Is the RIP Protocol doomed to be eliminated?

As the "originator" of the routing protocol, we can see that more is its disadvantage. With the continuous development of the Network, some of its functions and restrictions can no longer meet people's needs. Although the RIP Protocol has a long history, it still has its own restrictions. it is very suitable for the early Internet computing routing; however, technological advances have greatly changed the way the Internet is built and used. therefore, RIP will soon be eliminated by today's interconnected networks.

The maximum limits of RIP are:

◆ The path longer than 15 hops is not supported.

◆ Route calculation relies on fixed metrics.

◆ Strong response to route update.

◆ Relatively slow convergence.

◆ Lack of dynamic and negative balancing support.

Hop count limit

RIP is designed for a relatively small autonomous system. in this way, it sets a strict Number of hops to 1 5. when a packet is forwarded by a routing device, its hop count counter will add the cost of the link to be forwarded. if the packet still fails to reach its addressing destination after the hop count reaches 1 5, the destination is considered inaccessible and the packet is discarded.

This effectively fixes the maximum network diameter to 15 hops. it depends on how to intelligently design the network. This value is large enough to build a fairly large network. However, compared with other more modern routing protocols, RIP is still subject to strict restrictions. therefore, if the network you want to build has many features but is not very small, the RIP Protocol may not be the right choice.

Fixed measurement

The discussion of the number of hops paves the way for examining the next basic limit of RIP, which is a fixed consumption measurement. although the consumption metrics can be configured by the Administrator, they are static in nature. RIP cannot update them in real time to adapt to changes in the network. the consumption metrics defined by the Administrator remain unchanged until they are manually updated.

This means that RIP is particularly unsuitable for highly dynamic networks. In such an environment, routes must be calculated in real time to reflect changes in network conditions. for example, if the network supports time-sensitive applications, it is reasonable to use a protocol that can calculate routes based on measurable Transmission Line latency or load conditions on a given line. the RIP protocol uses fixed metrics, so it cannot support real-time route computing.

Strong response to route table updates

The RIP node will broadcast its route table untoward every 3 0 seconds. In a large network with many nodes, this will consume a considerable amount of bandwidth.

Slow convergence

From the perspective of people, it is not inconvenient to wait 3 0 seconds for an update. however, routers and computers run at a much faster speed than humans. you have to wait 3 to 0 seconds for an update, which has obvious negative results. this can be found in Chapter 1 2. see section 3.

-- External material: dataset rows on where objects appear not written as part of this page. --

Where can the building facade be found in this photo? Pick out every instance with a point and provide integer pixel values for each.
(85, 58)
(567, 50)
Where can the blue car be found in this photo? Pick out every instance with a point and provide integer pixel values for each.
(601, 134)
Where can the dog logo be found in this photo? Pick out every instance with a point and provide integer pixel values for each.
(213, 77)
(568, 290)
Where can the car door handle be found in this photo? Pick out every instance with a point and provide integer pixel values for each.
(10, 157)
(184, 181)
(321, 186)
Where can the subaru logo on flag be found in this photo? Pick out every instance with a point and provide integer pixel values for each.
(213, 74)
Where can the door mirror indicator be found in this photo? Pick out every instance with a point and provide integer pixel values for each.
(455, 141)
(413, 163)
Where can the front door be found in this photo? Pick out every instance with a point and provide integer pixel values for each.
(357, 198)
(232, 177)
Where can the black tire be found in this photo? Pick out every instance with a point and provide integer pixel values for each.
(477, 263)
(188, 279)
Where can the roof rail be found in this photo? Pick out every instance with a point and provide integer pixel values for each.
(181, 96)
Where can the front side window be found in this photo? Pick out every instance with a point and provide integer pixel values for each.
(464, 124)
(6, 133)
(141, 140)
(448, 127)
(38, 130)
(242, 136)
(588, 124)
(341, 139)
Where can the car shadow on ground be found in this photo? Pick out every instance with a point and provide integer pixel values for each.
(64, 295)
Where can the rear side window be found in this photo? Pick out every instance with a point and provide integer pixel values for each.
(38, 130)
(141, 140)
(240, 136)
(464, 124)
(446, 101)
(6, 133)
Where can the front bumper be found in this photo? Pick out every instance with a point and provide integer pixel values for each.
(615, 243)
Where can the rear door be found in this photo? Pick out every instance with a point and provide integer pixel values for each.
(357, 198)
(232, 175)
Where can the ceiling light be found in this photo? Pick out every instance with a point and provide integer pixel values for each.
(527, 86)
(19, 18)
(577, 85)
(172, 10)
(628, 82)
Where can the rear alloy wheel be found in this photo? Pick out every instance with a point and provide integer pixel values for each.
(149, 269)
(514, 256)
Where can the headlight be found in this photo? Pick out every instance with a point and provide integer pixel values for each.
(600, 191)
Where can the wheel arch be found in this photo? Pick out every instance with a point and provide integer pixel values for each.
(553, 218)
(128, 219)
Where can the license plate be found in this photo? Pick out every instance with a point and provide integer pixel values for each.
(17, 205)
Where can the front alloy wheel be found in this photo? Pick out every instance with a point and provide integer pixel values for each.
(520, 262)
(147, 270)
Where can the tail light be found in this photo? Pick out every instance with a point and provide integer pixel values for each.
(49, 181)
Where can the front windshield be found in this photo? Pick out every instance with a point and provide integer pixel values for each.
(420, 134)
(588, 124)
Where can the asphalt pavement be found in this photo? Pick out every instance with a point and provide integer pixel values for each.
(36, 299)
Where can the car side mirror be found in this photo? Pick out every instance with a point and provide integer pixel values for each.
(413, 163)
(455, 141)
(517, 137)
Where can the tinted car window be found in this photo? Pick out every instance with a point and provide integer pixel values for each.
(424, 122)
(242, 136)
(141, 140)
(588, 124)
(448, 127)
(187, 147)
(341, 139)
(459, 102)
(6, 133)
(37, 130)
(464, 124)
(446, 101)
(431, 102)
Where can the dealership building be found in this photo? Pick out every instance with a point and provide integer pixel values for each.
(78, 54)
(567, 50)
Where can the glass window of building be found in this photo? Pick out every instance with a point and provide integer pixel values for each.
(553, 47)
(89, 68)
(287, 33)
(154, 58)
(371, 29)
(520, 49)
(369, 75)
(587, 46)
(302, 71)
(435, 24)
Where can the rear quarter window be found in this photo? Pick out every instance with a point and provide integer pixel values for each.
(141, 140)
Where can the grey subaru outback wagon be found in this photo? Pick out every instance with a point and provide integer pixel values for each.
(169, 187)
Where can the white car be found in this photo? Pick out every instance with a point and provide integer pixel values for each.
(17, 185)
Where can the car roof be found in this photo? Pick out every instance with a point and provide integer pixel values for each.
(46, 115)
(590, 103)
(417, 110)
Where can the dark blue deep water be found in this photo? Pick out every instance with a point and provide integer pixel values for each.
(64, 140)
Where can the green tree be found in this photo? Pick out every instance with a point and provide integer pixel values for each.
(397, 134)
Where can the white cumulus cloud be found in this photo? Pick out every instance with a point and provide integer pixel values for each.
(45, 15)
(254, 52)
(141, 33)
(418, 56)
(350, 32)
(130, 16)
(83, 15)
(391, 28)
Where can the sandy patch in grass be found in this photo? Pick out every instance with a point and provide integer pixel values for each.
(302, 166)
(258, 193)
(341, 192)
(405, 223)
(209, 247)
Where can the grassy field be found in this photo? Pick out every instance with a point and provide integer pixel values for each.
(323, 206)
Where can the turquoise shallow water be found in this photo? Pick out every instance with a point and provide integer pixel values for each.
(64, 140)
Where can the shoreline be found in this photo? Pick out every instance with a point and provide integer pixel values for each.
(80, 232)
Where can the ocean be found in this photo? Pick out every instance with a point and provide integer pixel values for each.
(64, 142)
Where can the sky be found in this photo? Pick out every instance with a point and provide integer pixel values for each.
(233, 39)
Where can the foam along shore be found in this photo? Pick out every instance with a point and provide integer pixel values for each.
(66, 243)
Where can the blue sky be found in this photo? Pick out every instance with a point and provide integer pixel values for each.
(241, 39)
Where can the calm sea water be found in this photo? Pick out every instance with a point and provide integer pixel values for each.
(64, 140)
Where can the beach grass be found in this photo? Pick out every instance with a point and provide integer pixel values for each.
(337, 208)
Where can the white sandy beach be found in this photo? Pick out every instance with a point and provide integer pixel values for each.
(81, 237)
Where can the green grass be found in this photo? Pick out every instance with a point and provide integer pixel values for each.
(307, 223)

It is more destructive than simply waiting for 3 0 seconds for an update, but you have to wait for 1 8 0 seconds to invalidate a route. this is only the amount of time required for a router to begin convergence. the number of interconnected routers and their topology may need to be updated to completely converge to the new topology. slow convergence of RIP routers creates many opportunities for invalid routes to be broadcast incorrectly as valid routes. obviously, this will reduce network performance. this should fully show the risks caused by the slow convergence of the RIP Protocol.

Lack of Load Balancing

Another obvious disadvantage of RIP is its lack of dynamic load balancing capabilities. figure 1 shows the serial connection between two routers. ideally, the router in the figure will allocate traffic to the two serial links as equal as possible. this minimizes the congestion on the two links and optimizes the performance.

Figure 1 router with redundant serial links

Unfortunately, RIP cannot perform such dynamic load balancing. it uses a first known physical link. it forwards all packets on this link, even if the second link is available. the only way to change this is that the vro in Figure 1 receives a route update to notify it of a metric change to any destination. if the update indicates that the second link to the destination has the lowest cost, it will stop using the first link and use the second link.

RIP lacks the capability of Server Load balancer to restrict its use in small networks. A simple network usually features almost no redundant routing. therefore, Server Load balancer is not a design requirement and is not supported.

Summary

The easy-to-configure, flexible, and easy-to-use features of RIP make it a very successful routing protocol. since its development, RIP has made great strides in computing, networking, and interconnection technologies. the accumulation effect of these advances makes RIP a popular protocol. in fact, many of the routing protocols used today are more advanced than RIP. although these protocols are successful, RIP is still a very useful Routing Protocol, provided that it understands the actual meaning of its shortcomings and can be used correctly.